Je ne collecte absolument aucune donnée. Rien n’est jamais transmis à un serveur. Ni « anonymisé », ni « uniquement pour améliorer votre expérience ». Rien. Il n’y a pas de serveur : ce sont des fichiers statiques et votre navigateur, et je ne pourrais pas voir vos petites carabines und vos petites munitions même si je le voulais très fort. Ce n’est pas une politique de confidentialité qu’un juriste amendera discrètement l’an prochain ; c’est l’architecture. Le code est public, allez voir.
Ça s’installe comme une vraie application sur Android, iPhone et ordinateur, et ça fonctionne entièrement hors ligne une fois chargé. Ne pas avoir de réseau au stand n’a jamais été un problème, et ne l’est toujours pas.
Cinq langues. AGPL-3.0. Certains outils sont finis, d’autres partiels, un autre est « prévu », ce qui en langage de développeur signifie il existe sous forme de ligne dans mon fichier todo. C’est un homme seul avec une monomanie autistique un hobby — et non pas, pardonnez-moi l’expression, un service marketing avec, pardonnez-moi l’expression, une feuille de route.
Cartes sur table
Puisque je déclare mes conflits d’intérêts dans tout ce que j’écris ici : il n’y en a aucun. Personne ne sponsorise ceci, rien n’est en lien affilié, aucun fabricant ne m’a rien envoyé, et jusqu’ici j’ai gagné exactement zéro franc avec.

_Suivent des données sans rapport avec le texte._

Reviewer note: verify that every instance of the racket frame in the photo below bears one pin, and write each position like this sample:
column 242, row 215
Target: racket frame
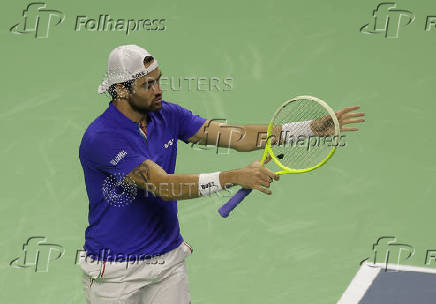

L’interface, soit dit en passant, a été écrite presque entièrement par une IA, parce que je hais le DOM et le CSS avec une passion que je réserve d’ordinaire aux MOA, et que livré à moi-même je ne m’y serais jamais mis. Juste répartition du travail : la machine s’occupe des taches débiles, et moi — de la partie qui exige de savoir ce qu’est un coefficient de traînée.
Merci
Les pronoms au singulier ci-dessus sont trompeurs. Ceci n’est pas l’œuvre d’un seul homme, et je tiens à être précis là-dessus.
Allez lire la page Merci de l’application : elle vaut la lecture pour elle-même.
Et si vous trouvez un bug, dites-le. Un bon rapport de bug est un cadeau, et il est crédité nommément dans l’historique des versions — un coup d’œil suffira à vous en convaincre.
Pas de bêtises pendant mon absence. Je repasserai vérifier.